Tire dealers cite limited demand as a reason for not stocking a larger variety of EV tires in 2024. EV tire and service trends from last year may point to why dealers in some parts of the country are bullish, but it isn’t like that everywhere.
On this week’s show, we’re looking at regional EV trends and how they affect EV tire sales and EV service. Following these demands and understanding where EV hotspots in the country are can better prepare you and your customers for current EV trends.
Nationally, EV services accounted for an average of 10% of tire dealer revenue last year, according to a recent Tire Review survey.
47% of dealers nationally think demand for EV services will slightly increase this year. However, EV service demand expectations for 2024 vary greatly by region.
For example, in the Northeast, 30% of dealers from states like Connecticut, Massachusetts and New York foresee a significant increase in EV work, while just 9% in the West expect a major jump. This is probably because EV hotspots like California and Nevada are used to regular EV work, so they don’t foresee any major changes.
Understanding these regional differences allows you to anticipate local conditions versus national averages. Say a shop in the West sees 1,000 EVs a year. If they have 200 more EV customers this year, that’s not much in terms of growth for them. However, a shop in the Midwest might only see 100 EVs per year in contrast. If they have even 50 more, it feels more like they have a major increase on their hands and need to make changes to adhere to those customers.
On EV tire sales, the story is similar. Nationally, 9% of tire sales were fitments for EV vehicles last year. There were still over a quarter of shops saying EV tire fitments were between 11-30% of their sales volume, though.
What about 2024 expectations? Do our respondents expect to sell more or less EV tires this year?

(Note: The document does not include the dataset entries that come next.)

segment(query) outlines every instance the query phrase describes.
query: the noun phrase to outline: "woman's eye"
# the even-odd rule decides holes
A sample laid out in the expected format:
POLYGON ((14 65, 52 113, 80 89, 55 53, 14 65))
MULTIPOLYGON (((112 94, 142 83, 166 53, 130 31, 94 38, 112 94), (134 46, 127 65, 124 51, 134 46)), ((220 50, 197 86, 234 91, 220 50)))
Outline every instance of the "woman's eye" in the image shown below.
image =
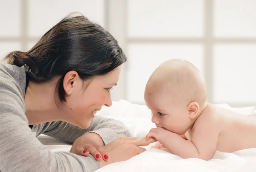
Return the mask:
POLYGON ((111 88, 106 88, 106 90, 107 90, 108 92, 110 92, 110 90, 112 90, 112 88, 112 88, 112 87, 111 87, 111 88))
POLYGON ((157 113, 158 113, 158 115, 159 115, 160 116, 163 116, 163 113, 161 113, 160 112, 158 112, 157 113))

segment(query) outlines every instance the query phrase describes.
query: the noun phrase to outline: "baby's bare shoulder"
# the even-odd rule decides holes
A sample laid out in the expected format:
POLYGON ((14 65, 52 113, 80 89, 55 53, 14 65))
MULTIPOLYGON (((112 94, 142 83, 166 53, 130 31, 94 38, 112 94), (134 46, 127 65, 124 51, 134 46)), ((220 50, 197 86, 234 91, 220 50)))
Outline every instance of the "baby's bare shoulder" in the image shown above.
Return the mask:
POLYGON ((212 105, 208 105, 195 122, 192 132, 219 132, 222 124, 221 113, 212 105))

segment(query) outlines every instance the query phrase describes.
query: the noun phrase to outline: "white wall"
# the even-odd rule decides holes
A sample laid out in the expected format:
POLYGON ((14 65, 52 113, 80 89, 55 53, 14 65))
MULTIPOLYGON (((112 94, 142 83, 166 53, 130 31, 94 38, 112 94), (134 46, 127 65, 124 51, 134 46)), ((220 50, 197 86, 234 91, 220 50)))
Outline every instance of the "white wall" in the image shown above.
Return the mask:
POLYGON ((145 83, 172 58, 204 75, 208 101, 256 104, 256 1, 0 0, 0 56, 26 51, 62 18, 79 11, 117 39, 128 56, 113 100, 143 104, 145 83))

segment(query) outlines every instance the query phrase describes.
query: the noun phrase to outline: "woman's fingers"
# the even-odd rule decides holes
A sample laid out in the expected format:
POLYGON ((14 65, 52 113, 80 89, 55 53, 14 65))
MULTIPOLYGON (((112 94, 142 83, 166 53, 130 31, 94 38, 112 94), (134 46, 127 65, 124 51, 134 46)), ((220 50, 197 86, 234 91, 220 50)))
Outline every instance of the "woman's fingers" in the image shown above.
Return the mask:
POLYGON ((103 158, 104 160, 107 160, 108 159, 108 156, 107 152, 102 147, 99 145, 95 145, 95 147, 97 150, 98 150, 99 152, 99 154, 102 155, 102 158, 103 158))
POLYGON ((86 146, 85 147, 84 147, 84 149, 88 150, 88 151, 90 152, 90 153, 93 156, 93 157, 94 157, 95 159, 97 160, 99 160, 101 158, 101 154, 94 146, 92 145, 88 145, 88 146, 86 146))
POLYGON ((138 147, 136 149, 136 152, 137 153, 137 154, 138 154, 138 155, 143 152, 144 152, 146 150, 146 149, 143 147, 138 147))

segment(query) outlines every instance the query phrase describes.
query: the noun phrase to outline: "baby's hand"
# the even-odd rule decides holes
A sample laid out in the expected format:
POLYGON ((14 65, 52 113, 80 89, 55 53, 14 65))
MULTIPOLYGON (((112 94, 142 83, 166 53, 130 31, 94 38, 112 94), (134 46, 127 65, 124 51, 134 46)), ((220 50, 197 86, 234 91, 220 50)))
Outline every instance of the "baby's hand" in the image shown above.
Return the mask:
POLYGON ((162 144, 159 141, 157 142, 154 145, 151 147, 151 148, 156 148, 156 149, 163 149, 165 148, 164 145, 162 144))
POLYGON ((168 137, 168 135, 170 133, 172 133, 171 131, 165 128, 161 127, 152 128, 146 136, 145 139, 146 140, 148 140, 150 137, 154 137, 159 142, 164 144, 163 142, 165 138, 168 137))

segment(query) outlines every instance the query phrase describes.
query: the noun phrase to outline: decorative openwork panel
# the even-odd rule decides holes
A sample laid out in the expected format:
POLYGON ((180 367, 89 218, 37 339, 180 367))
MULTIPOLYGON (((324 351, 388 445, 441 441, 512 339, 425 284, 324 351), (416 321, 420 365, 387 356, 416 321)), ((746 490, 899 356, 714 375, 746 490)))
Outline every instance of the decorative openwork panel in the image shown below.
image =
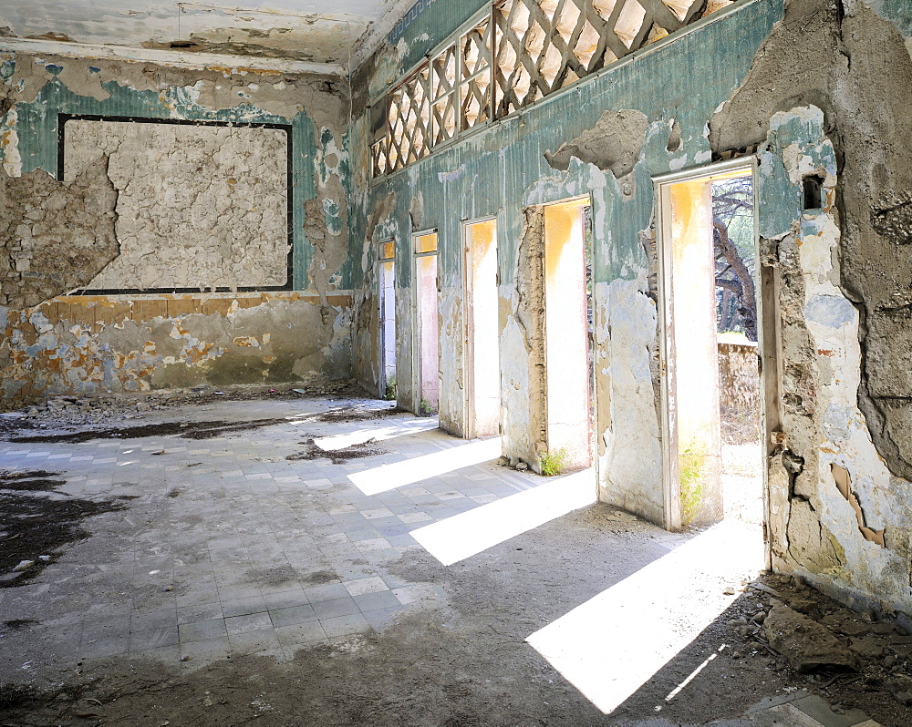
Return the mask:
POLYGON ((489 17, 389 93, 386 138, 371 145, 374 176, 736 1, 495 0, 489 17))
POLYGON ((430 62, 431 145, 456 135, 456 46, 450 46, 430 62))
POLYGON ((389 99, 390 170, 426 156, 430 148, 430 69, 425 65, 392 93, 389 99))
POLYGON ((554 93, 701 16, 707 0, 500 0, 496 116, 554 93))
POLYGON ((392 169, 389 167, 389 138, 384 137, 370 147, 370 162, 374 177, 382 177, 392 169))
POLYGON ((488 18, 460 38, 460 125, 491 118, 492 24, 488 18))

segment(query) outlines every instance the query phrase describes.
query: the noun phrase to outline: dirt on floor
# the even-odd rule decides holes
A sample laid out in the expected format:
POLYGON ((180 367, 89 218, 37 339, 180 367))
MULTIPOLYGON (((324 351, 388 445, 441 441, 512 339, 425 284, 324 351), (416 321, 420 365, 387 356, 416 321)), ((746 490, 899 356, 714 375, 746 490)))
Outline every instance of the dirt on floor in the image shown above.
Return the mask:
MULTIPOLYGON (((837 711, 857 707, 886 727, 912 724, 897 691, 912 649, 902 627, 773 576, 746 586, 697 640, 613 714, 602 714, 524 640, 666 552, 651 545, 651 528, 615 516, 605 506, 577 511, 449 568, 410 553, 394 570, 437 584, 445 605, 410 612, 379 633, 302 648, 289 662, 242 656, 190 671, 193 664, 121 657, 78 664, 40 687, 7 681, 0 725, 658 727, 736 718, 765 697, 799 690, 821 694, 837 711), (606 542, 617 556, 610 564, 600 559, 606 542), (852 650, 855 666, 799 671, 764 629, 779 604, 821 624, 852 650), (717 651, 710 668, 666 701, 717 651)), ((13 628, 23 627, 3 626, 13 628)))
POLYGON ((344 465, 352 459, 362 459, 363 457, 385 455, 387 450, 378 446, 374 446, 376 439, 368 439, 367 442, 359 442, 350 446, 339 447, 338 449, 324 449, 318 446, 313 439, 307 439, 300 444, 306 445, 306 448, 301 452, 288 455, 285 459, 295 461, 299 459, 328 459, 334 465, 344 465))
MULTIPOLYGON (((356 418, 315 421, 393 412, 345 405, 315 417, 356 418)), ((221 434, 231 431, 237 430, 221 434)), ((752 473, 748 460, 745 455, 738 475, 752 473)), ((103 514, 140 507, 125 498, 69 497, 59 491, 64 484, 46 471, 0 476, 0 571, 19 559, 39 560, 35 554, 49 556, 7 588, 36 588, 24 584, 75 539, 92 538, 108 547, 104 538, 117 534, 104 531, 103 514), (88 519, 95 515, 102 517, 88 519)), ((180 497, 180 487, 166 497, 180 497)), ((885 727, 912 724, 912 636, 904 623, 851 611, 786 577, 745 584, 723 614, 610 715, 526 643, 530 634, 687 538, 596 505, 446 568, 426 551, 409 551, 389 570, 441 598, 381 631, 305 647, 289 661, 233 656, 164 663, 120 656, 39 673, 14 668, 17 655, 6 653, 0 727, 670 727, 736 719, 764 698, 798 691, 820 694, 837 712, 858 708, 885 727), (717 658, 669 700, 711 654, 717 658)), ((337 579, 331 570, 282 568, 255 577, 270 584, 337 579)), ((42 614, 29 616, 0 621, 0 652, 4 637, 14 631, 34 633, 39 642, 42 614)))
POLYGON ((69 543, 88 538, 84 521, 127 509, 130 497, 83 499, 57 490, 54 472, 0 472, 0 589, 29 583, 69 543))

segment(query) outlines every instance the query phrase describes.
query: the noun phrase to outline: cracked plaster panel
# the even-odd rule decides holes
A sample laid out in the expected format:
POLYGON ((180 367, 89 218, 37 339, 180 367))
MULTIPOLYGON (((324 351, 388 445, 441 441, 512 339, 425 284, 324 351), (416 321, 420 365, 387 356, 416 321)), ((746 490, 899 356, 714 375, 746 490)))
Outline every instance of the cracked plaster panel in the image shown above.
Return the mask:
POLYGON ((658 313, 645 271, 597 283, 596 310, 599 499, 660 523, 661 432, 651 365, 658 313))
POLYGON ((899 30, 907 24, 891 16, 896 25, 861 2, 791 0, 710 121, 710 141, 716 151, 741 148, 762 140, 777 111, 824 110, 841 165, 839 283, 861 312, 858 400, 879 455, 908 480, 912 381, 896 362, 912 337, 902 313, 912 307, 912 58, 899 30))
POLYGON ((779 167, 784 184, 800 189, 805 175, 818 174, 825 195, 825 209, 779 242, 787 449, 771 466, 772 551, 778 567, 847 598, 909 611, 912 484, 891 475, 858 406, 860 315, 839 284, 837 159, 824 121, 814 108, 776 114, 762 156, 763 175, 779 167))
MULTIPOLYGON (((150 63, 0 51, 0 80, 15 103, 34 103, 48 83, 77 96, 108 101, 123 89, 150 92, 174 112, 181 107, 215 112, 242 106, 294 118, 306 111, 315 127, 341 137, 347 118, 347 90, 338 78, 312 74, 253 71, 225 67, 188 70, 150 63)), ((2 110, 2 108, 0 108, 2 110)))
POLYGON ((603 171, 610 170, 620 179, 633 172, 639 161, 648 128, 649 120, 642 111, 606 111, 595 128, 565 142, 554 154, 545 152, 544 158, 555 169, 566 171, 571 157, 575 157, 603 171))
POLYGON ((2 398, 16 406, 57 394, 346 378, 350 299, 331 303, 326 323, 318 299, 299 293, 61 297, 0 309, 2 398), (169 315, 169 305, 199 312, 169 315))
POLYGON ((515 285, 499 288, 503 454, 538 471, 547 450, 544 209, 526 208, 523 216, 515 285))
POLYGON ((438 298, 440 335, 440 391, 438 411, 440 428, 456 436, 465 434, 465 382, 461 288, 446 287, 438 298))
POLYGON ((120 254, 90 289, 285 284, 285 132, 78 119, 64 129, 65 178, 107 155, 118 192, 120 254))
POLYGON ((58 182, 0 170, 0 305, 26 308, 85 285, 118 254, 118 190, 101 155, 58 182))
MULTIPOLYGON (((365 186, 367 189, 367 186, 365 186)), ((396 210, 396 195, 388 195, 374 205, 370 215, 366 220, 364 240, 366 242, 358 251, 361 255, 360 287, 354 292, 352 305, 352 356, 355 379, 365 389, 384 395, 386 392, 379 390, 379 302, 377 292, 377 251, 379 244, 396 239, 396 229, 392 222, 396 210)), ((352 254, 356 254, 354 247, 357 236, 352 235, 352 254)), ((396 266, 396 277, 400 278, 400 271, 396 266)), ((401 295, 397 292, 397 299, 401 295)), ((399 302, 397 306, 397 329, 401 328, 399 318, 399 302)), ((399 344, 397 343, 397 346, 399 344)), ((397 348, 397 351, 399 349, 397 348)), ((398 383, 401 382, 400 377, 398 383)), ((404 400, 403 400, 404 401, 404 400)))
POLYGON ((202 51, 337 62, 348 57, 368 21, 378 16, 379 4, 369 5, 375 7, 343 2, 337 4, 336 13, 327 13, 321 4, 297 2, 295 12, 284 13, 281 7, 233 9, 192 0, 180 8, 174 3, 134 0, 130 9, 119 0, 14 3, 0 8, 0 27, 14 37, 133 48, 171 49, 177 41, 190 56, 202 51), (365 11, 372 17, 363 17, 365 11))

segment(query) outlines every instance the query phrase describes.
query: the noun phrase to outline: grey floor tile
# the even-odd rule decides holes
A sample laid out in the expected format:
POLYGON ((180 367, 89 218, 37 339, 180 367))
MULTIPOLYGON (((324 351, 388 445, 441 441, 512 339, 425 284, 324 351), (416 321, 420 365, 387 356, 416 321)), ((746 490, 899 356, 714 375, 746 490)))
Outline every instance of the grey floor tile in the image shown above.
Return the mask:
POLYGON ((275 629, 275 636, 283 647, 297 644, 311 644, 324 641, 326 633, 319 621, 282 626, 275 629))
MULTIPOLYGON (((334 603, 335 601, 323 601, 323 603, 334 603)), ((322 605, 322 604, 316 604, 322 605)), ((269 612, 269 618, 275 628, 282 626, 293 626, 297 623, 306 623, 317 619, 314 607, 310 605, 292 606, 288 609, 277 609, 269 612)))
POLYGON ((177 624, 142 631, 132 631, 130 635, 130 653, 146 651, 164 646, 174 646, 179 641, 177 624))
POLYGON ((350 598, 319 601, 314 604, 314 611, 320 620, 337 616, 348 616, 358 613, 358 604, 350 598))
POLYGON ((272 619, 269 618, 269 614, 265 612, 232 616, 229 619, 225 619, 225 629, 227 629, 229 636, 246 633, 247 631, 258 631, 264 629, 271 630, 272 628, 272 619))
POLYGON ((348 596, 348 590, 341 583, 324 583, 321 586, 313 586, 309 589, 305 589, 304 592, 307 595, 307 599, 312 604, 344 599, 348 596))
POLYGON ((294 590, 283 590, 278 593, 267 593, 264 597, 268 610, 277 609, 289 609, 292 606, 306 606, 310 603, 307 594, 304 589, 295 589, 294 590))
POLYGON ((181 634, 181 643, 202 641, 216 637, 227 636, 223 619, 182 623, 178 628, 181 634))
POLYGON ((222 617, 222 603, 218 599, 210 603, 183 606, 177 609, 177 622, 180 624, 208 621, 222 617))
POLYGON ((395 606, 391 609, 380 609, 378 610, 365 611, 361 615, 365 620, 370 624, 374 630, 381 631, 392 626, 396 621, 396 615, 405 610, 402 606, 395 606))
POLYGON ((275 631, 272 629, 228 634, 233 654, 259 654, 264 651, 282 652, 275 631))
POLYGON ((249 613, 261 613, 265 610, 268 609, 262 596, 250 596, 222 601, 222 615, 225 619, 232 616, 246 616, 249 613))
POLYGON ((229 656, 231 642, 227 636, 181 642, 181 658, 182 660, 183 657, 187 657, 183 665, 190 670, 197 669, 201 663, 228 659, 229 656))
POLYGON ((393 609, 399 607, 399 600, 391 590, 384 590, 378 593, 365 593, 363 596, 356 596, 355 603, 358 608, 364 611, 376 611, 381 609, 393 609))
POLYGON ((150 629, 161 629, 165 626, 177 625, 177 609, 161 609, 159 610, 136 610, 130 614, 130 630, 144 631, 150 629))
POLYGON ((153 659, 166 664, 177 664, 181 661, 181 647, 175 644, 158 649, 148 649, 145 651, 130 651, 130 658, 131 661, 137 659, 153 659))
POLYGON ((320 625, 328 638, 348 636, 353 633, 364 633, 370 630, 370 624, 360 613, 347 616, 337 616, 332 619, 321 619, 320 625))
POLYGON ((80 658, 98 659, 116 654, 125 654, 130 648, 130 638, 124 634, 107 639, 88 639, 83 637, 79 644, 80 658))

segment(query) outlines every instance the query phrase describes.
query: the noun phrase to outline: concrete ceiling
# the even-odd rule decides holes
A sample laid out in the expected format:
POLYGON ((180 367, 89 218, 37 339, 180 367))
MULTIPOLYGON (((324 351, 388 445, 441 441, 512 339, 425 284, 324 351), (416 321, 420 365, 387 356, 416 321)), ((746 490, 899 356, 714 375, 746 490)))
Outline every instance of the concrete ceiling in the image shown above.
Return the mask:
POLYGON ((251 67, 339 73, 351 68, 356 49, 376 45, 413 2, 4 0, 0 47, 74 53, 78 44, 115 57, 192 63, 220 56, 251 67))

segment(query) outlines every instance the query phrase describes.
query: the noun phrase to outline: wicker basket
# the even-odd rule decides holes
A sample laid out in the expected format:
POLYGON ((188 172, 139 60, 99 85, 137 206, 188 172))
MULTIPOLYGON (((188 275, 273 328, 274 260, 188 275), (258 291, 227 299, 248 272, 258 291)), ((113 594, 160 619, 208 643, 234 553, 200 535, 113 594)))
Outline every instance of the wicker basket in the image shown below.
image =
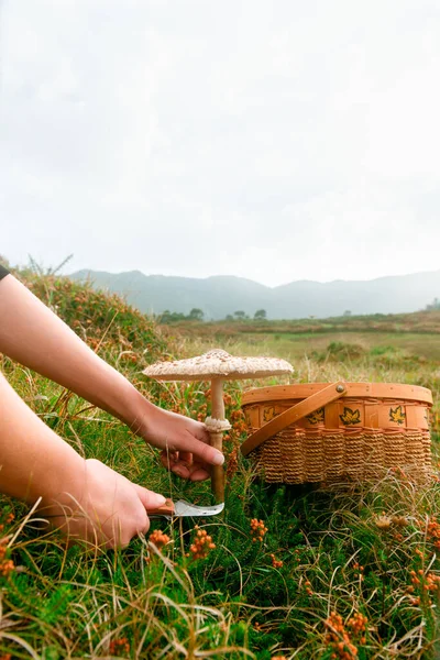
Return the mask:
POLYGON ((311 383, 243 395, 251 436, 242 444, 270 483, 377 479, 400 469, 431 474, 425 387, 391 383, 311 383))

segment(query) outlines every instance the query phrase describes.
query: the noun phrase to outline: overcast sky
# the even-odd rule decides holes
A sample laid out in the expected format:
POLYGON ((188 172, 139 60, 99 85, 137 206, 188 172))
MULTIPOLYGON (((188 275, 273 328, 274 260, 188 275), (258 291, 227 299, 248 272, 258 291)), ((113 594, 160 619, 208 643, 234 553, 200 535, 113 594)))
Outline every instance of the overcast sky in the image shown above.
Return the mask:
POLYGON ((11 263, 271 286, 440 268, 438 0, 0 7, 11 263))

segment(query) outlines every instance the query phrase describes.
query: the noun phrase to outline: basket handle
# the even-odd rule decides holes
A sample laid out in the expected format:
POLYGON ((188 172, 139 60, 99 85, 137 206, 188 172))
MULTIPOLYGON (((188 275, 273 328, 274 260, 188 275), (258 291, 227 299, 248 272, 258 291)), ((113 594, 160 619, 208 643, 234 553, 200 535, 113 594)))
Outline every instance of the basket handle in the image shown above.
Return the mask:
POLYGON ((339 399, 344 394, 346 394, 346 387, 341 381, 332 383, 320 392, 311 394, 309 397, 302 399, 299 404, 292 406, 292 408, 288 408, 277 417, 274 417, 274 419, 271 419, 271 421, 252 433, 252 436, 250 436, 241 446, 241 453, 243 457, 246 457, 251 451, 260 447, 260 444, 263 444, 267 438, 279 433, 279 431, 283 431, 292 424, 295 424, 298 419, 315 413, 315 410, 327 406, 327 404, 331 404, 331 402, 339 399))

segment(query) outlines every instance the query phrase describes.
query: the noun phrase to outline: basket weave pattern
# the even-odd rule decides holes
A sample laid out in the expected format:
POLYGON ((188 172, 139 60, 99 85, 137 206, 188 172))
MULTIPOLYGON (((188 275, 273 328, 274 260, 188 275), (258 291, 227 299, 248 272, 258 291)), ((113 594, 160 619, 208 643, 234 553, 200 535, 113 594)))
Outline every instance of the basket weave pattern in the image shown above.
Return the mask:
MULTIPOLYGON (((271 398, 277 387, 265 389, 265 400, 254 403, 252 393, 244 395, 250 432, 301 400, 295 398, 295 385, 288 387, 292 398, 271 398)), ((431 474, 429 407, 426 400, 406 396, 345 396, 268 438, 250 458, 268 483, 362 481, 396 469, 416 481, 425 480, 431 474)))

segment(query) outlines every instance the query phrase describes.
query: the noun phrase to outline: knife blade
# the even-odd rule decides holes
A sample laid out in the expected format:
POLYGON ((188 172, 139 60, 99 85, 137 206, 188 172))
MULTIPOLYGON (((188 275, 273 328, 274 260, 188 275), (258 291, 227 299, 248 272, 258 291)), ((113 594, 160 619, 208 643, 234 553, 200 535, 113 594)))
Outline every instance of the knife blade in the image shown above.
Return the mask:
POLYGON ((170 520, 174 517, 217 516, 223 508, 224 502, 213 506, 199 506, 198 504, 185 502, 185 499, 173 502, 173 499, 167 498, 165 504, 154 509, 147 509, 146 513, 148 514, 148 518, 168 518, 170 520))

In the Northeast, 20% anticipate at least a slight increase, with 40% forecasting a big increase in how many EV tires they’ll sell. Nearly every region expects some sort of growth, with only 8% of our Southern respondents expecting some sort of decrease.
Whether tire dealers plan to expand their EV tire selection tells a different story, though.
Nationally, 45% said their EV tire catalog will stay about the same. Again though, we see big regional gaps.
58% of Midwestern dealers don’t plan to add EV tires, while 40% in the Northeast said they plan to increase their EV selection. But in a hotspot like the West, 100% of respondents from that region said they plan to expand EV tire selection.
Why the differences?
Over half who aren’t expanding their EV tire selection cited limited consumer demand. However, cost, lack of manufacturing incentives and availability challenges were also noted. Others claim a lack of cost and performance benefits to customers compared to premier non-EV tires. More than anything, this data underscores how local market conditions shape dealer perspectives on EVs.
For dealers in the Midwest and other regions with lower EV penetration, consumer interest is driving a “wait and see” approach. But for those in EV hotspots like the West, positioning for future growth is already underway.
While regional divides exist, the national EV wave is coming. By tailoring your strategy to local demand, you can ride it successfully.